Она нажала кнопку телевизора, который издал не менее удивленное «ипс» и снова заорал. Гортензия горько расплакалась.
– Довольно! – рявкнула Шарли.
Она выдернула шнур из розетки. Телевизор издал возмущенное «квак» и замолчал, на этот раз окончательно. Вне себя от ярости, Беттина выхватила у Гортензии тетрадь, которую та прижимала к животу. Ручка пролетела через всю гостиную. Беттина расхохоталась и запрыгала как безумная вокруг стола, размахивая тетрадью во все стороны. Гортензия побелела.
– Отдай! – выдохнула она.
– Отдай ей, Беттина! – взмолилась Женевьева.
Гарцуя вокруг стола, Беттина наугад раскрыла тетрадь и прочла басом:
– …обращает на меня не больше внимания, чем если бы я была кофеваркой. Но я наблюдаю и сужу. А кофеварка, которая судит, может сделать очень больно…
Беттина радостно заржала, извиваясь от счастья.
– Кофеварка, которая судит? – выкрикнула она, потрясая тетрадью, как знаменем. – Что за бред ты пишешь, моя милая? И ради этой чуши ты нас всех достала?!
Гортензия так побледнела, что стала почти серой. Она бросилась животом на стол и схватила сестру за свитер. Беттина вырывалась, отталкивала ее руку, била по ней, кричала: «Пусти! Пусти!», но Гортензия держала крепко.
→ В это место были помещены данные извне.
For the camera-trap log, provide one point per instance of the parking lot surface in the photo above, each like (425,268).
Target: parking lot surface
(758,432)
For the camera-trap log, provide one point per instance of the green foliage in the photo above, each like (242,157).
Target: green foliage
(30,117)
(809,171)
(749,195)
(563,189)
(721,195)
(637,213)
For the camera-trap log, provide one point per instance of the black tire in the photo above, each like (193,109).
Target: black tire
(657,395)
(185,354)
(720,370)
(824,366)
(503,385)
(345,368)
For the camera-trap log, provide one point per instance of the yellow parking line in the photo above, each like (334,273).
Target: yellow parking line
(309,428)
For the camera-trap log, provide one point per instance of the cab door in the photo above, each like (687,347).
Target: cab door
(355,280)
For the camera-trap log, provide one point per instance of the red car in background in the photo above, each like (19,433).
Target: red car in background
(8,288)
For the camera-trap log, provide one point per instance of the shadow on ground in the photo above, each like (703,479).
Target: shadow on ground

Шарли тоже ринулась через стол, наобум, без определенной цели. Женевьева подумала, что пора принять мужественное решение, которое она никогда не примет. Например, вылить на всех кастрюлю холодной воды.
Услышав внезапное покашливание, все замерли и обернулись.
В дверях гостиной стояла незнакомая девочка. Девочка в темно-синем пальто и с тяжелой косой, спокойно лежавшей на правом плече. Своими ясными вопрошающими глазами она рассматривала четырех сестер. Рыдающую от злости Гортензию на столе, вцепившуюся в свитер Беттины, которая размахивала тетрадью и хохотала как одержимая. Растрепанных Женевьеву и Шарли, от которых воняло тиной и подгнившими водорослями.
– Здравствуйте, – сказала незнакомка. – Я позволила себе войти. Звонила четыре раза.
В ее устах это прозвучало как констатация факта, ни в коем случае не упрек.
– Я Коломба, дочь Андре-Мари. Мама, наверное, вам говорила.
– Коломба! – воскликнула Шарли, выпрямляясь. – Ну конечно!
– Вы ждали меня позже, я знаю, но Национальная компания железных дорог не оставила мне выбора. Либо приехать сейчас, либо к полуночи.
Голос у нее был ровный, мягкий, текучий.
– Ты правильно сделала, – дружелюбно сказала Женевьева.
Беттина с любопытством уставилась на эту голубку, которая ворковала очень странные фразы типа «Национальная компания железных дорог не оставила мне выбора». Внимательно ее рассмотрела и почти сразу же поняла, что никогда не подружится с этой девочкой.
Гортензия, воспользовавшись моментом, выхватила у сестры тетрадь и спрятала под футболку.
Дверь с грохотом открылась вновь. Ветер бросил на ковер бедную Энид, взъерошенную, почти бездыханную, дрожащую.
– В парке живет призрак! – пропищала она. – Он плачет и поет! Я только что его слышала!
Шарли послала Коломбе улыбку, от всей души желая, чтобы она вышла успокаивающей.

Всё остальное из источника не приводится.